To prey at fortune."

Here we have several hawking terms in a single sentence. Haggard, already mentioned, is used as an adjective, meaning wild or lawless. The jesses were straps of leather or silk attached to the foot of the hawk, by which the falconer held her. The bird was whistled off when first set free for flight; and she was always let fly against the wind. If she flew with the wind behind her, she seldom returned. If therefore a hawk was for any reason to be dismissed, she was let down the wind, and from that time shifted for herself and preyed at fortune, or at random.

The legs of the hawk were adorned with two small bells, not both of the same sound but differing by a semitone. They were intended to frighten the game, so that it could be more readily caught. This is alluded to in Lucrece, 511:—

"Harmless Lucretia, marking what he tells

With trembling fear, as fowl hear falcon's bells."
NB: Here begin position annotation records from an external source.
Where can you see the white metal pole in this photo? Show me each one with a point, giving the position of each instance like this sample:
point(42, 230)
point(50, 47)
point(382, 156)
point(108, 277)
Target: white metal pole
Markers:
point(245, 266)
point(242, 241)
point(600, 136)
Touchstone also refers to the bells in As You Like It (iii. 3. 81): "As the ox hath his bow, sir, the horse his curb, and the falcon her bells, so man hath his desires." There is another figurative allusion to them in 3 Henry VI. i. 1. 47, where Warwick, boasting of his power, says:—

"Neither the king, nor he that loves him best,

The proudest he that holds up Lancaster,

Dares stir a wing if Warwick shake his bells."